Tokenization has the potential to be transformative for businesses and
consumers alike — but there are regulatory and technical hurdles to consider.
Entering the “token era” remains a significant leap into uncharted territory for companies,
but this doesn’t have to be the case. Brickken, an up-and-coming tokenizing solution,
now helps companies to create digital tokens backed by real-world assets –– with zero downtime and instant execution.
Cryptocurrencies dominated the 2010s — and so far, artificial intelligence (AI) is
the theme of the 2020s. But there’s another buzzword that’s gaining traction, too: tokenization.
While there have been major trade innovations over recent decades,
New York remains rooted in tradition, with the stock market only open between
9.30 am and 4 pm on weekdays. That’s at odds with the 24/7, digital nature of
the 21st-century economy — a world where business never sleeps and TikTok posts carry more influence than newspaper columns.
To match that speed of life, up-and-coming Web3 companies looking to
capitalize on current trends can confront the limitations of old-fashioned
fundraising models. Barriers can stand in the way of accessing capital,
stymying growth and preventing projects from achieving their full potential.
But tokenization is being touted as a way of navigating this — allowing entrepreneurs to
tap into a wider pool of investors, expand more quickly and offer levels of transparency that
startups stuck in an analog world cannot match.
Moreover, tokenization democratizes investments for individuals, enhancing liquidity
and enabling participation in governance, empowering them with
previously inaccessible financial opportunities and decision-making influence.
Digital assets aren’t the only things that can be tokenized. Imagine transforming
real-world assets like property, fine art, precious metals and even top-shelf whiskey
into tokens! As the world ventures further into the future, tokenization can pave the way for
developers to unleash a world of products, services and DApps that can completely reshape
peoples’ everyday lives. Think about it – voting applications are just the tip of the iceberg!
The challenges of the “token era”
Given these benefits, it is no wonder the Boston Consulting Group recently “conservatively”
estimated that the total amount of tokenized illiquid assets could
reach $16.1 trillion by the end of the decade, representing “a large chunk
of the world’s wealth today” –– seismic changes lie ahead.
But entering this “token era” can still be a massive leap into the unknown for
cutting-edge companies — and a daunting process. Among the benefits of
tokenizing real-world assets, there is a significant challenge –– how can users assess the
quality and credibility of token issuers and projects?
The lack of a standardized regulatory framework and the relative newness of blockchain
technology makes it difficult for investors to distinguish between
legitimate projects and potential scams. This uncertainty undermines investor confidence,
dampening trust and reducing investment flows into the ecosystem.
Without reliable mechanisms to verify the authenticity of token issuers and their projects’ viability,
investors risk falling victim to fraudulent schemes or ill-conceived ventures.
The lack of transparency in the fundraising process exacerbates these concerns.

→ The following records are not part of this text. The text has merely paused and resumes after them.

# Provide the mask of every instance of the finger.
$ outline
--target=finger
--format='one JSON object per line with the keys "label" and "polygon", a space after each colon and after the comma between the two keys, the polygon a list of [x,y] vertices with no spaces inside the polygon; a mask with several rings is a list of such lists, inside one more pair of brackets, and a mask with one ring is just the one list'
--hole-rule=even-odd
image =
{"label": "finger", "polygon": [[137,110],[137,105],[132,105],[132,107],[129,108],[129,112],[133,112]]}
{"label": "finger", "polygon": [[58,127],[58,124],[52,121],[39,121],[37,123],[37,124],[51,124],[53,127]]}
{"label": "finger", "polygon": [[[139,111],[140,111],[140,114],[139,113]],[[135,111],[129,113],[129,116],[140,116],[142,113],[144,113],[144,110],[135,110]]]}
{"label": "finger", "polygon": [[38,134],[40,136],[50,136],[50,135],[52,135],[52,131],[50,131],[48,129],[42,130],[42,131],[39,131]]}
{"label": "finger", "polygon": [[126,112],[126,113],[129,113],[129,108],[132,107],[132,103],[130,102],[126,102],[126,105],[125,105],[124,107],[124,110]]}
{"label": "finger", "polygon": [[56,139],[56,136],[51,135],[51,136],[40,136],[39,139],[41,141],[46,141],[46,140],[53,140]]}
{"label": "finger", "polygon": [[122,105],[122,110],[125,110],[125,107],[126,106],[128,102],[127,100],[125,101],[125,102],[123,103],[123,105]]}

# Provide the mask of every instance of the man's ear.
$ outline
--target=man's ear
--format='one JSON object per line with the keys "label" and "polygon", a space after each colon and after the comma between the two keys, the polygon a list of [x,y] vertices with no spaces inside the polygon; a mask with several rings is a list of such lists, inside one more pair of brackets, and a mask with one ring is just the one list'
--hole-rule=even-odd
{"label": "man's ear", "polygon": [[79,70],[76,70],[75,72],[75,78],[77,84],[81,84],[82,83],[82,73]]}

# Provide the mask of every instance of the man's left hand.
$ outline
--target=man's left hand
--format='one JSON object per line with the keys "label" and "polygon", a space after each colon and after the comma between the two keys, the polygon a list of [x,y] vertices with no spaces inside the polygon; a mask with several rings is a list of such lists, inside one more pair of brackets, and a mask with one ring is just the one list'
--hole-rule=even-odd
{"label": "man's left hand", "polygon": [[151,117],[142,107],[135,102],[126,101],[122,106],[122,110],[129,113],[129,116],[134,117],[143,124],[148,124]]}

As a result, potential investors may be reluctant to participate in token sales or investment
opportunities, hindering the growth and potential of the blockchain economy.
Building trust in tokenized assets
Digital asset management platform Brickken recognizes this pressing challenge and takes a
proactive approach to address it. By offering a comprehensive platform that emphasizes
transparency, compliance and accountability, Brickken helps bridge the trust gap
between token issuers and investors.
Through its robust verification processes and adherence to regulatory standards,
Brickken ensures that only credible and legitimate projects gain access to its ecosystem.

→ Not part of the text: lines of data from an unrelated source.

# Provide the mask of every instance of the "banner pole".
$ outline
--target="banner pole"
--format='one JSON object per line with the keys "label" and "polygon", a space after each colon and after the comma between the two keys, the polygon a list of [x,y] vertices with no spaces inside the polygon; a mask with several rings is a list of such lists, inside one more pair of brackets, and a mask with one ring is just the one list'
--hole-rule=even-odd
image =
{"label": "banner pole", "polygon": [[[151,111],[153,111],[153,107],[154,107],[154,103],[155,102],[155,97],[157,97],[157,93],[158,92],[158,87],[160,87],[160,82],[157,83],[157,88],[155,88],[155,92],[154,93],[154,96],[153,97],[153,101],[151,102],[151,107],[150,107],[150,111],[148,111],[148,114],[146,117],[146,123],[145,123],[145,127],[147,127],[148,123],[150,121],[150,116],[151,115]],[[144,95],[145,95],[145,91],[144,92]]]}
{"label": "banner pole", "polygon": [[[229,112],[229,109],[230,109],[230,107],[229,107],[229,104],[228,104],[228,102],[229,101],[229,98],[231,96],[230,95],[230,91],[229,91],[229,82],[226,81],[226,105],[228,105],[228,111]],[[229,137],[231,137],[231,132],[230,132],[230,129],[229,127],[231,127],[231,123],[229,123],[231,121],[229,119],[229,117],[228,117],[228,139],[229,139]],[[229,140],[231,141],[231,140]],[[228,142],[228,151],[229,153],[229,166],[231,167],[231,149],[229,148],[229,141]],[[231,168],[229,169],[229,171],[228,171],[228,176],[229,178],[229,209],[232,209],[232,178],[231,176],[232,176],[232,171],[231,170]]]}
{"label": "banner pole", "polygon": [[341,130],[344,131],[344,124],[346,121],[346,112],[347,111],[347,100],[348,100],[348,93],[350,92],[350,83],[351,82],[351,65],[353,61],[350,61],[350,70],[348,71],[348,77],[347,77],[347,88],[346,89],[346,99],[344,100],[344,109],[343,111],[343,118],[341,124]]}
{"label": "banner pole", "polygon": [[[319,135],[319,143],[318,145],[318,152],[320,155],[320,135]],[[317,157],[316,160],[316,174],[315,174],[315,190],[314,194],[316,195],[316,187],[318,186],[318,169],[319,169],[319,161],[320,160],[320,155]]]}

Additionally, Brickken has developed its own suite of innovative tools.
These include real-time analytics, token workflow automation and an automated cap table
management system that provides real-time updates on holders and their respective holdings.

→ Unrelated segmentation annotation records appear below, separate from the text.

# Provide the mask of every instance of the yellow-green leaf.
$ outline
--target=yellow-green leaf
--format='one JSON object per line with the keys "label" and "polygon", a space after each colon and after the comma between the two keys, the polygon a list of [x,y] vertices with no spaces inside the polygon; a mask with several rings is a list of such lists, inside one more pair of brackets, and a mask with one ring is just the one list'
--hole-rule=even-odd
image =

The platform also offers automatic dividend payouts, where token issuers deposit certain
tokens into an escrow account, allowing investors to claim dividends in accordance with their ownership.
Brickken’s emphasis on issuer-holder communication and reporting tools enables
token issuers to provide transparent updates on their project’s progress,
financial health and compliance status. Thanks to these data points,
investors can make more informed decisions about where to allocate their resources.
Additionally, the process of reconciliation becomes a one click concept with tokenization,
blockchain and the Brickken token suite. Investments trigger the token purchase,
and dividens are paid based on weight. This means there no need for any comparisons or
additional data entry review as these transactions happen on chain.
Free consultations are also available for tokenholders and businesses interested in beginning this journey.
Empowering global tokenization
Brickken’s CFO Pedro Sandoval believes “the composable nature of blockchain-based
infrastructure will drive the next generation of asset management”:
“The versatility of tokenized assets, with their ability to integrate with
everything from global liquidity to financial and social applications built worldwide,
will revolutionize how assets and investors are managed.”
Brickken’s primary mission is to harness blockchain technology and deliver decentralized
fundraising — allowing firms and investors everywhere to tokenize
real-world assets on a global scale through a standardized process.